Table 4. Total power of the true defects and false detection for 100 simulations with $M=N=100$. Here, the total true power of the defects for all simulations is 100.

Method	Total Power $={\sum }_{\mathit{i}=1}^{{\mathit{N}}_{\mathit{s}}}{∥{\mathit{S}}_{\mathit{i}}∥}_{\mathit{F}}^2$
	True Locations of the Defects	False Detection
URPCA-T	$27.8565$	$2.0247$
TRPCA-AT(log)	$44.727$	$1.3537$

, and it is observed that the proposed approach TRPCA-AT(log) is able to achieve much higher total power of the true locations of the defects than the untrained approach (URPCA-T). Further, it is observed that our approach achieves lower power in false detection, too.

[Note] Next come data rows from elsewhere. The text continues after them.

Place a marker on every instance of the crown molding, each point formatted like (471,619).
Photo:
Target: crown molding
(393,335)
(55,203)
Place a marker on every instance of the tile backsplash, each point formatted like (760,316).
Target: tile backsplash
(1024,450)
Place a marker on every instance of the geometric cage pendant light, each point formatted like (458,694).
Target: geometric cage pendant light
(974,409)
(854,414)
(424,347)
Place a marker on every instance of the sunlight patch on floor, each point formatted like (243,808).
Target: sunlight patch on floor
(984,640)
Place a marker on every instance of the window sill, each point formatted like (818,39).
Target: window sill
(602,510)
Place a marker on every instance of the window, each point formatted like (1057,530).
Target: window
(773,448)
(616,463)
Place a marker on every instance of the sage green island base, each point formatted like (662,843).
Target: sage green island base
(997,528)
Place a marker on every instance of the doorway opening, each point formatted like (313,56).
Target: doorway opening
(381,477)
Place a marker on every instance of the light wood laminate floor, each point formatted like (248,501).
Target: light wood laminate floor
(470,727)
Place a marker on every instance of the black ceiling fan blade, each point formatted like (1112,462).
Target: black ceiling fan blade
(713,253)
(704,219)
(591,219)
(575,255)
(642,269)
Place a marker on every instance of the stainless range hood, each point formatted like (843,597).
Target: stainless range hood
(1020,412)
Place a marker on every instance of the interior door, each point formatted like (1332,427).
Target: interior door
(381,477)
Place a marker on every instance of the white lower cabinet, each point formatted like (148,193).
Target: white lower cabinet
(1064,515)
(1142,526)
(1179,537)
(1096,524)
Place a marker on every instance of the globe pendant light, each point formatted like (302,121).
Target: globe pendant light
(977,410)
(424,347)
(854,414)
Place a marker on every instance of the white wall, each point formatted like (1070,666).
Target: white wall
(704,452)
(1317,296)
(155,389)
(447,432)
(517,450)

Next, to illustrate defect detection, images of the recovered defects are formed for two scenarios as shown in Figure 16. In Figure 16, (Aa) and (Ba) show the actual locations of the defects. The recovered locations of the defects by the proposed ADMM-based trained RPCA TRPCA-AT(log), ADMM-based untrained RPCA with thresholding URPCA-T, and the classical subspace projection (SP) are shown in Figure 16b–d, respectively. It can be seen that the proposed TRPCA-AT(log) approach is able to identify all defects while only utilizing $20\%$ of data. Further, the proposed TRPCA-AT(log) approach has fewer false detections than the untrained RPCA with thresholding (URPCA-T) approach for these two scenarios. It is worth noticing that the conventional SP approach utilizes $100\%$ of data, and for the SP, it is required to know the number of the defects prior.

5. Conclusions

This paper presents a deep learning-based parameter tuning for the low-rank plus sparse recovery (RPCA). To this end, an iterative algorithm was developed based on ADMM to estimate the low-rank and sparse contributions with iterative reweighted nuclear and ${\ell }_1$-norm minimization. Next, to improve the accuracies of the recovered low-rank and sparse components and the speed of convergence of the algorithm, we proposed a DNN to tune the parameters of the iterative algorithm, i.e., algorithm unrolling/unfolding. Our proposed approach was evaluated for two types of data. As a standard benchmark, a generic Gaussian data acquisition model was used, and for practical application, the defect detection by SFCW radar from compressive measurements was considered. For both cases, our proposed approach performed substantially better compared to the untrained iterative algorithms in terms of low-rank and sparse recovery and convergence speed. In particular, for compression ratios ($K/MN$) $50\%$ and $25\%$, our proposed approach was 15 and $7.5$ times faster than the untrained algorithm. In addition to that, we have compared our proposed approach with the state-of-the-art RPCA unfolding approach (CORONA). Our approach achieveed a similar performance level as CORONA for experimental ultrasound imaging data, and our approach outperformed CORONA for generic Gaussian data. Moreover, we analyzed the robustness of our approach for testing signal-to-noise ratio (SNR) uncertainty and the deviation in the measurement matrices (${\mathit{A}}_l$, ${\mathit{A}}_s$). It was observed that the knowledge of testing SNR is an important factor, and for unknown testing SNR, it is better to train the DNN with SNR like 5 dB. Furthermore, the robust training approach (training with the distribution of deviation) decreased the impact of the deviation in the measurement matrices on the performance. In this work, we considered a model-based unfolding approach where unfolded DNN strictly follows the structure of the optimization steps/rules. As possible future work, it would be interesting to study a model-free unfolding approach which is able to learn new optimization steps/rules from data. Moreover, validation of our approach for experimental/real measurements based on defect detection is subject to future work.